Phone: (336) 714-0333
301 N. Main Street, Suite 2200
Winston-Salem, NC 27101

By: Will Martin

I am frequently asked by REALTORS® whether they are required to disclose the existence of some past event that had an adverse effect on a property. I give my customary “it depends” answer because the answer depends—as it always does—on the particular facts.

Take the following example: you’ve just gotten a new listing on a house and you’re sitting at the seller’s dining room table assisting her in completing the Property Disclosure Statement. The seller relates that one Saturday evening a couple of years ago, water began dripping from the dining room chandelier just before the arrival of dinner guests. The dinner party was adjourned to the living room and was a screaming success, but a post-party investigation revealed a slow leak in an upstairs bathroom tub/shower just above the dining room that had caused a significant amount of unseen damage. Lots of damp wood and mold under the tub in the space above the dining room ceiling. (The hair on your neck stands up when the seller mentions “mold.”) The leak was fixed, the mold removed and a fair amount of sub flooring and sheetrock replaced. (You steal a glance at the dining room ceiling as the seller is talking and it looks perfect.) The seller tells you that she has documents from a reputable contractor that detail all the work that was done.

You are thinking to yourself: Do I have to disclose any of this to a prospective buyer? As you know, you are required by the licensing law and the REALTOR® Code of Ethics to disclose material facts about a property. So are the facts that the seller has told you about in the above example material facts?

In my opinion, if an agent can, under the particular circumstances with which he/she is confronted, reasonably conclude that: (1) the source of a problem has been identified and satisfactorily corrected/repaired and (2) any damage caused by the problem has been satisfactorily repaired, then the agent would not be required to disclosure any facts about the problem.

The damage has been remediated and the information is no longer material. In the example given, I would recommend that you, as the listing agent, request copies of the documentation from the contractor. If the documents support what the seller has told you, and based on your own inspection of the property there are no indications that the problem still exists, I do not believe you would be required to disclose what the seller has told you about the leak or the problems it caused to prospective buyers.

On the other hand, if the seller didn’t have reasonable documentation from the contractor and you were unable to reasonably satisfy yourself in some other way that the leak and the resulting damage had been taken care of (by perhaps contacting the contractor who did the work or getting a supporting opinion from another qualified person), then you would probably be required to disclose.

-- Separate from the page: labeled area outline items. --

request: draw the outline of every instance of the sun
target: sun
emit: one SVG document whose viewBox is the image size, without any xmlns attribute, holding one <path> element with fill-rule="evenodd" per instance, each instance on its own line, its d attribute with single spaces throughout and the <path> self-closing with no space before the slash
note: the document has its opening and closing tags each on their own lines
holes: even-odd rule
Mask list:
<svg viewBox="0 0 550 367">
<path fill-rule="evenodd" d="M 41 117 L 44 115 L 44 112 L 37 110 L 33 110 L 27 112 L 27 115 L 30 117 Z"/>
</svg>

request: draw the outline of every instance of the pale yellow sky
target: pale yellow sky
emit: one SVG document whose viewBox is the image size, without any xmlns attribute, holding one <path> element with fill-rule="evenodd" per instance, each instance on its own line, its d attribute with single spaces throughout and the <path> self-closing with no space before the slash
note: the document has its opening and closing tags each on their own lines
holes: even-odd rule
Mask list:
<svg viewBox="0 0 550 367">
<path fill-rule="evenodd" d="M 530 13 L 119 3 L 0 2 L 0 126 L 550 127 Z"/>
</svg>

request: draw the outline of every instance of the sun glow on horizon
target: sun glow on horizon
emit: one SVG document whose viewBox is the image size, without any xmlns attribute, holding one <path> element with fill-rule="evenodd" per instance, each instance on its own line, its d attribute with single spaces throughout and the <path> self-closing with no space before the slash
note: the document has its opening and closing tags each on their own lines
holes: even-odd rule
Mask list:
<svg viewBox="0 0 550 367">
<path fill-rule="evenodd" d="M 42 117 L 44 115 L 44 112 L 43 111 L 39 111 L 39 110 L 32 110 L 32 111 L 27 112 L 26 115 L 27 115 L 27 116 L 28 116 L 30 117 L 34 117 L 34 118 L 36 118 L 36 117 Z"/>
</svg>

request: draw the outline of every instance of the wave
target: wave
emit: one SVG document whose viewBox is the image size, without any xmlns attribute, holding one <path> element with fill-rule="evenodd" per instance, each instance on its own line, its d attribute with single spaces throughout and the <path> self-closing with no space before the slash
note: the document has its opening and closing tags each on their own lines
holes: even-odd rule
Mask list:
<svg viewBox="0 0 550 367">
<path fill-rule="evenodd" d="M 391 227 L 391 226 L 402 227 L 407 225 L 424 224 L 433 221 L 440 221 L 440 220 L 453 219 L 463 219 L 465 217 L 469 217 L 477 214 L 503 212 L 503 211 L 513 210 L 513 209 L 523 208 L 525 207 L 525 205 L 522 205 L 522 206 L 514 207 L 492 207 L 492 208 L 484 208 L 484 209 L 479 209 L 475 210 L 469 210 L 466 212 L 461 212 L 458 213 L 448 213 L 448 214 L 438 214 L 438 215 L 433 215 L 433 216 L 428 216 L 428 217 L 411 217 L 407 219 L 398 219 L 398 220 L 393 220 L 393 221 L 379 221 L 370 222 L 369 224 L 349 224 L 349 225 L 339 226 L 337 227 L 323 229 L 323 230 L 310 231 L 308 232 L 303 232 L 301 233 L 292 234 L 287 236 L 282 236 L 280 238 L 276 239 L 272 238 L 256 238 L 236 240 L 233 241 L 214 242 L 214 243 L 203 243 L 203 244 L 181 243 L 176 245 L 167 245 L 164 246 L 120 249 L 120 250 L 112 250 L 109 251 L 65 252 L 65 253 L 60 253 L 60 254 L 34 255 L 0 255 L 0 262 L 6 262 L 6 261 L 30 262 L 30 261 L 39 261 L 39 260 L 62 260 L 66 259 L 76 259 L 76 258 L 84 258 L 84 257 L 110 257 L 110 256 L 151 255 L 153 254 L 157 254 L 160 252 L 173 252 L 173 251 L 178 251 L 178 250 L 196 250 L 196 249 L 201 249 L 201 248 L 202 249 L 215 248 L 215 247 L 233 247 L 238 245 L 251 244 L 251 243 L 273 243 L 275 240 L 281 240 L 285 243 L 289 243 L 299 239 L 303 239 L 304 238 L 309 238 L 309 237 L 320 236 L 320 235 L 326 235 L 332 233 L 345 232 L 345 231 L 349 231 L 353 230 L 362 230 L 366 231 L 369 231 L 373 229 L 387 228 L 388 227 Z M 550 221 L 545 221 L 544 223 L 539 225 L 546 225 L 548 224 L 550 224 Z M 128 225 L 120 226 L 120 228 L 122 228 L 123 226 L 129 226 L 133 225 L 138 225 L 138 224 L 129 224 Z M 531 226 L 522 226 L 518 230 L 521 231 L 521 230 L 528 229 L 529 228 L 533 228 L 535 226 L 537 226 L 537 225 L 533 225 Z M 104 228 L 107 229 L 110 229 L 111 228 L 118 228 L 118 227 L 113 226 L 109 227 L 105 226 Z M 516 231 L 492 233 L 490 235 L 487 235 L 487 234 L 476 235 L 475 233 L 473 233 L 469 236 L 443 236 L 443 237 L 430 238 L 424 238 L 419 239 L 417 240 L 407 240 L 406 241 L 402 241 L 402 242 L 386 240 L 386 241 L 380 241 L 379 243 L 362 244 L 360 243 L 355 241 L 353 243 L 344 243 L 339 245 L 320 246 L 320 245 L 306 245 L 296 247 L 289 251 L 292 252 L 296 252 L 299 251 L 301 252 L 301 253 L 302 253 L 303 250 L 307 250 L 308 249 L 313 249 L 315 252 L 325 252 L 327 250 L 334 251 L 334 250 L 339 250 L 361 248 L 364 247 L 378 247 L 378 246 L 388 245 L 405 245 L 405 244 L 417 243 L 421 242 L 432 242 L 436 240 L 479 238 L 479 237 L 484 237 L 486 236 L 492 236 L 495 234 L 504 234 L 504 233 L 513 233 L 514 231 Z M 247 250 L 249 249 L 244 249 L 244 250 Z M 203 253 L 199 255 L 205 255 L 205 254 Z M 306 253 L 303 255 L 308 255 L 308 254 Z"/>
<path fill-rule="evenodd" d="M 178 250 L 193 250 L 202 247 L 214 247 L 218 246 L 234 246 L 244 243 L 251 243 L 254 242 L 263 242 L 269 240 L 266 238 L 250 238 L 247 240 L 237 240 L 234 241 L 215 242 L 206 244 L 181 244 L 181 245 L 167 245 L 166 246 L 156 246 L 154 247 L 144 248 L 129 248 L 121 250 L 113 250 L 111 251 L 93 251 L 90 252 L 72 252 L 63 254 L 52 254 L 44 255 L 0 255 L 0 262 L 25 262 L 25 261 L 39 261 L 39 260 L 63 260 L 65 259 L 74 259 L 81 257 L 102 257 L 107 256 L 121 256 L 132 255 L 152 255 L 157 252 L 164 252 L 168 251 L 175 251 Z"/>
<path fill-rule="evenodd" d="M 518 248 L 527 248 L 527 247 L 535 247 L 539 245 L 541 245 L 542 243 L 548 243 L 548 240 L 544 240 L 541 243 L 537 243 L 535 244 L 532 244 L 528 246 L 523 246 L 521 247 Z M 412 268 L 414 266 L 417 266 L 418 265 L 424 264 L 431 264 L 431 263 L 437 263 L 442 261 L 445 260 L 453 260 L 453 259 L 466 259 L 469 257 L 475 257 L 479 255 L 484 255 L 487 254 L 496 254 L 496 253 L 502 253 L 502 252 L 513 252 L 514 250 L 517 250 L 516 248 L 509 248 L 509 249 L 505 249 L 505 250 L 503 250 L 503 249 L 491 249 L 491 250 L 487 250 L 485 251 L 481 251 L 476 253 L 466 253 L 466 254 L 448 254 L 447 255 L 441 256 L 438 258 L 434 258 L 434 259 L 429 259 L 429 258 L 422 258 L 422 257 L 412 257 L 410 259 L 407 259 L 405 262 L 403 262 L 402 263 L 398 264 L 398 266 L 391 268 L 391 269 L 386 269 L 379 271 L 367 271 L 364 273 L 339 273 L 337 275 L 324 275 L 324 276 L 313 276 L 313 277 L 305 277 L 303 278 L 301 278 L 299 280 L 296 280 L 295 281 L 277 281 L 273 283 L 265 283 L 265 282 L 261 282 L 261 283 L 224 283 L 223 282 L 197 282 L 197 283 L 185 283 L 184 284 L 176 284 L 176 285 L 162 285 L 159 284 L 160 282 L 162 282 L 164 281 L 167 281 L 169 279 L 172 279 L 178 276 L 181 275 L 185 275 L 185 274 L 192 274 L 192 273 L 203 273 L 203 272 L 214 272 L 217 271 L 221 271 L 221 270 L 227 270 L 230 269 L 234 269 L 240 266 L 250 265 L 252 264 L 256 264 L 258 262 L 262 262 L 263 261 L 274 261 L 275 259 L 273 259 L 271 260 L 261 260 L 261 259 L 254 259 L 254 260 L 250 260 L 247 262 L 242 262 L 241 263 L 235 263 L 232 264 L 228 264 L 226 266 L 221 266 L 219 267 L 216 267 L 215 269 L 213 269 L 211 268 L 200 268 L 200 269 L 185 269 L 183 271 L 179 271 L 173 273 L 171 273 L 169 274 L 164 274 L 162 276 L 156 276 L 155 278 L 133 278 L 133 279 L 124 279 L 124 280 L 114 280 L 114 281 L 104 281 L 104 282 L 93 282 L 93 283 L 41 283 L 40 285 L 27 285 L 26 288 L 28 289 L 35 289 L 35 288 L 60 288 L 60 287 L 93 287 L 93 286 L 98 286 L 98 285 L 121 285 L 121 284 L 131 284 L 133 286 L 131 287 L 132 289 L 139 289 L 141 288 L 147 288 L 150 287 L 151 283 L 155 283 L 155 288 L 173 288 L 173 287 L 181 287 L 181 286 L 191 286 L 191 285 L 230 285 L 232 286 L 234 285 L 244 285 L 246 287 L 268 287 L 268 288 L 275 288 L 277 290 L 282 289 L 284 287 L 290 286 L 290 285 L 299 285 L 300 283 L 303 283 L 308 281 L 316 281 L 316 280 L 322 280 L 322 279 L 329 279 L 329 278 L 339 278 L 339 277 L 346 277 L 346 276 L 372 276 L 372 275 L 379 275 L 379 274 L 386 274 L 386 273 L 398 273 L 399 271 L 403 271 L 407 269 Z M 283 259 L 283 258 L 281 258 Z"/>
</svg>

Even if disclosure isn’t required, I recommend that agents have a discussion with their seller clients about the potential benefit of disclosing anyway. Buyers who discover the existence of a previous problem after closing sometimes threaten or even take action against the listing firm and/or the seller based on an alleged “cover-up” of the problem. Disclosing the problem up front and demonstrating that everything has been fixed should help avoid that possibility.

An agent should also take note that the North Carolina Real Estate Commission believes that if there is any doubt, then disclosure should be made. In their 2008-09 Update Course, the Commission said:

When in doubt, a broker should err on the side of disclosure and should encourage his/her seller to make available to prospective purchasers information as to who did the repairs and the nature and extent of the repairs. Providing this information may be sufficient to satisfy a buyer and eliminate the issue. If not, the buyer nonetheless is on notice and may undertake whatever investigations or inspections s/he desires. The whole point of disclosing is to put others on notice so they may investigate if they want, but they cannot investigate matters of which they are not aware, particularly latent, rather than patent, issues.

Based on the Commission’s position, an agent should carefully consider whether failing to disclose is worth the risk of a North Carolina Real Estate Commission ethics complaint down the road.